Washington is gearing up to greet Japan's new prime minister. Prime Minister Shinzo Abe's conservative Liberal Democratic Party came to power in December after winning a landslide election over the left-leaning Democratic Party. Abe, who previously served as prime minister in 2006-2007, has vowed to resolve the deep-rooted economic problems that have confronted his nation for decades. He has also pledged to stabilize Japan's troubled relations with some of its neighbors, including China, and enhance security ties with the United States.
What will be the topics discussed by President Barack Obama and Prime Minister Abe? Will economic issues be at the top of the agenda? Or will they be trumped by security considerations?

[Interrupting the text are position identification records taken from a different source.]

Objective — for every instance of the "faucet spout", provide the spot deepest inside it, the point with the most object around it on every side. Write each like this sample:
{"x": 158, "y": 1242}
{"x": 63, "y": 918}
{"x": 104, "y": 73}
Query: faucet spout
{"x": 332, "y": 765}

With respect to economic issues, it is likely that Japan's membership in the Trans-Pacific Partnership, a "high-standard" multilateral free trade agreement, will be on the agenda. Yoshihiko Noda, Abe's predecessor, had committed Japan to membership in the market-opening trade pact, but some in Washington suspect that Abe is having second thoughts. The new regional free-trade agreement is supported by big business, but it is opposed by Japan's agricultural interests. Both groups are among the staunchest supporters of the LDP. It is probable that Obama hopes that Abe will make a firm commitment to join the US-led TPP.
Although economic matters will find a place at the negotiating table, security issues are likely to dominate the talks. For a start, the two leaders may discuss plans to relocate an important US military base within Japan's Okinawa Prefecture - despite the opposition of local residents. Under the plan, the US Futenma Air base that is presently located in a highly populated residential district will be moved to a less crowded coastal area. But progress on the relocation has been slow.
Obama and Abe might also discuss additional US arms sales to Japan. Washington and Tokyo recently agreed a $10 billion deal for 42 Lockheed Martin radar-evading F-35 Joint Strike Fighter aircraft. This and other arms deals could be discussed.
A revision of the US-Japan Defense Guidelines could also be near the top of the agenda. The original guidelines were drafted in 1978, and designed to help the two sides prepare for a possible conflict with the Soviet Union. The current guidelines were inked in 1997, and were a reaction to heightened tensions on the Korean Peninsula. A new set of guidelines will reflect recent changes in the global security environment including the rise of cyber warfare, terrorism and piracy. Japanese officials concede that concerns about the Democratic People's Republic of Korea and the rise of China are also serving as drivers for a revision of the guidelines. The new defense guidelines will probably permit Japan to exercise collective self-defense. This means that Tokyo could use its armed forces to assist allied troops if attacked.
However, it is more than likely that the issue topping the agenda will be the longstanding quarrel between Japan and China over a handful of uninhabited islands in the East China Sea. Tokyo argues that it gained control of the island group in 1895 when they were terra nullius - land belonging to no country. But China says that the territory was stolen by Tokyo in the first Sino-Japanese War and should have been returned after World War II in keeping with the terms of the Cairo Declaration and Potsdam Proclamation. In 2012, tempers flared after a right-wing governor of Tokyo launched a drive to purchase the islands from their "private" owners. To prevent this from occurring, Japan's central government bought them instead. These moves infuriated people in China.
Despite pledges to adopt a measured approach to this quarrel, Abe has done little to defuse tensions. For example, on Jan 11, the prime minister declared that "there is no room for negotiation". And on Feb 2, he rallied his nation's military forces with a pledge to "stand up against the present danger ... at all costs". Given the fact that Washington has called on Tokyo to "reach out" and hold "discussions" with Beijing, such statements cannot be considered helpful.
The US-Japan alliance is a tight one. But it is also fraught with the same tensions that characterize most alliances. As Glenn Snyder explained in his classic study, The Security Dilemma in Alliance Politics, the partners in an alliance often fear abandonment or entrapment. The weaker party will sometimes fear abandonment. On the other hand, if a stronger state perceives that an ally's interests deviate from its own defense concerns, it will fear that it will be entrapped in a conflict with other states over issues that are of little concern to its own security. This helps explain why Obama will probably inform Abe that the US does not want to become entrapped in a conflict with China over a pile of rocks in the East China Sea. Rather, he will be politely urged to tone down his rhetoric and open negotiations to settle this territorial dispute in a flexible and balanced way. Although Abe is sometimes described as a "hawkish" politician and a "hothead," he has also earned a reputation as a pragmatist. With any luck, Tokyo will follow Washington's advice and reach out to Beijing.
The author is director of the Graduate Program in Global Studies at Missouri State University.